Verunsicherung nach BGH-Urteil

Keine Panik - Kaufrecht gilt nicht automatisch

19.11.2009 von Claus Müller-Hengstenberg
Findet in IT-Projekten künftig immer das Kaufrecht Anwendung? Einige Anwälte verneinen das. Ihrer Auffassung zufolge gilt in vielen Fällen nach wie vor das Werkvertragsrecht.
Der Bundesgerichtshof in Karlsruhe
Foto: BGH

Nach einer Entscheidung des Bundesgerichtshofs (BGH) vom 23. Juli dieses Jahres sei klar, dass auf IT-Projektverträge grundsätzlich das Kaufrecht anzuwenden sei - so zumindest der Beitrag von Rechtsanwalt Martin Schweinoch auf COMPUTERWOCHE.de. Diese Auffassung kann nicht unwidersprochen bleiben - jedenfalls nicht in dieser Pauschalität, also wenn sie alle Arten von IT-Projekten einschließen soll.

Ein Bauwerk ist kein IT-System

Zunächst ist anzumerken, dass die zitierte BGH-Entscheidung einen Fall im Baubereich betraf, also kein IT-Projekt. Es fehlt in diesem Urteil auch jeder Bezug auf Vorhaben im IT-Bereich.

Zwischen einem Bau- und einem IT-Projekt gibt es jedoch große Unterschiede, die durchaus Bedeutung für die Vertragsgestaltung haben: So bestehen bei einem Bauwerk keine essentiellen Abhängigkeiten zwischen den Geschäftsprozessen des jeweiligen Unternehmens und dem fachlichen sowie technischen Design; das triff auf eine IT-basierende Anwendung aber durchaus zu.
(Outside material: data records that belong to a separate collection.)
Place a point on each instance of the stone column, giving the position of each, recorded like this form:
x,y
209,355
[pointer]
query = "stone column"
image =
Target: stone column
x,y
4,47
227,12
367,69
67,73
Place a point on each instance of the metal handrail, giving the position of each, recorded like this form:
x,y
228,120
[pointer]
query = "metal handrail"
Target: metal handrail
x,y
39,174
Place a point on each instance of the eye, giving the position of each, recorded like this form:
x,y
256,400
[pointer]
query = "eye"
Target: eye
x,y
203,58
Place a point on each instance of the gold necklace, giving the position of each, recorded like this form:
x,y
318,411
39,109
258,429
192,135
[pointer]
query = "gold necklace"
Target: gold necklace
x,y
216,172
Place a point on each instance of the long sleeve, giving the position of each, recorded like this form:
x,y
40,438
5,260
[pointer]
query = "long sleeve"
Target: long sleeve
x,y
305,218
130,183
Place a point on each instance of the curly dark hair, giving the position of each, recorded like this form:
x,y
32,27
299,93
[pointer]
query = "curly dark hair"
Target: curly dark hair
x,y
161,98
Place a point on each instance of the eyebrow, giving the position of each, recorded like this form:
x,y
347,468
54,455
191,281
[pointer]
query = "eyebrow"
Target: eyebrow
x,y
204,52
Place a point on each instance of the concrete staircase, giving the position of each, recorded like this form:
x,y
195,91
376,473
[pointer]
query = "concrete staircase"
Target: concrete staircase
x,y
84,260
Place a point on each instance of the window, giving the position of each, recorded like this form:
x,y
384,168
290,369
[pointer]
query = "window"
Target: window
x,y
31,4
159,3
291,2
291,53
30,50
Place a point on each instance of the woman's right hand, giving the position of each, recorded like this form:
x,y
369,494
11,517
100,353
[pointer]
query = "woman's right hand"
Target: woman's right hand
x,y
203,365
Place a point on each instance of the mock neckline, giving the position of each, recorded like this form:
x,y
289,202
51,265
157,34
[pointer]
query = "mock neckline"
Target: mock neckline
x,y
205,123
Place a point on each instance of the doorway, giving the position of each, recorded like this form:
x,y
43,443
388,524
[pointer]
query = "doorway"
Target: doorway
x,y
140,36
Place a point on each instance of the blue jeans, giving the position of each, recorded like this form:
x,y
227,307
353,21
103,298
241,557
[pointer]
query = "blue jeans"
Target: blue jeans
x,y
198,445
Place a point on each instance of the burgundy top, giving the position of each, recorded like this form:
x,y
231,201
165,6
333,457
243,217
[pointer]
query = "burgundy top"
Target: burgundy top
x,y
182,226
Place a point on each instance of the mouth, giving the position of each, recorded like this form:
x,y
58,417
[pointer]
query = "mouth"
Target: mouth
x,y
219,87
Die Zusammenhänge zwischen Architektur und "Funktionalität" sind im Bauwesen grundlegend anders als in IKT-Systemen. Auch Vorgehensweisen, Methoden, Projekt-Management und Erfolgskriterien im Bauwesen lassen sich in weiten Teilen nicht mit denen der IKT-Industrie vergleichen. Die Unterschiede zwischen IT- und Bauprojekten zeigen sich im Übrigen besonders deutlich bei den Mängelarten.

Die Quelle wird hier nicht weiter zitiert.